T-109-6
Development of an Environmental Mitigation Database and Statistical Models for Predicting Likely FERC License Mitigation Requirements at Hydropower Projects

Chris DeRolph , Environmental Sciences Division, Oak Ridge National Laboratory, Oak Ridge, TN
Mark Bevelhimer , Environmental Sciences Division, Oak Ridge National Laboratory, Oak Ridge, TN
Michael Schramm , Environmental Sciences Division, Oak Ridge National Laboratory, Oak Ridge, TN
Licensing of hydropower projects in the US is often conducted with a great deal of uncertainty around potential environmental mitigation that may be required as license conditions. To reduce this uncertainty we reviewed over 300 FERC licenses to create a geospatial database of environmental mitigation requirements at projects across the US and used those data to developing statistical models that predict likely mitigation for any proposed or existing site based on project design, environmental conditions, species presence, and various landscape and geo-political characteristics. Data extraction was limited to licenses issued in the past 15 years based on the assumption that recently required mitigation is the better predictor of future mitigation requirements. The 309 licenses, all issued since 1998, included 442 hydropower plants.

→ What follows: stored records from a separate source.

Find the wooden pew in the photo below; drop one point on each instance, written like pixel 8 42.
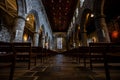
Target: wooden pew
pixel 105 52
pixel 7 58
pixel 24 51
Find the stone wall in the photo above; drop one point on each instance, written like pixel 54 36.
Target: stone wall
pixel 4 34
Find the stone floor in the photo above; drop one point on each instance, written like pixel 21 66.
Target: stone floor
pixel 60 67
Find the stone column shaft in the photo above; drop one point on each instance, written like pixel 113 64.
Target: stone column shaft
pixel 19 29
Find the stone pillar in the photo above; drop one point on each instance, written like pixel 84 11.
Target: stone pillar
pixel 36 39
pixel 102 31
pixel 84 38
pixel 19 29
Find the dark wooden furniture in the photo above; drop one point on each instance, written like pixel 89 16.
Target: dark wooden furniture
pixel 24 52
pixel 105 53
pixel 7 58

A 3-tiered hierarchical database was developed to group mitigation requirements into six Tier I categories (fish passage, hydrology, water quality, biodiversity, habitat, and recreation/cultural), 20 Tier II categories nested within Tier I, and over 120 Tier III categories. Logistic regression was used to predict the probability that a particular mitigation would be required at an existing or proposed site. Various combinations of predictor variables were tested to develop the best predictive models.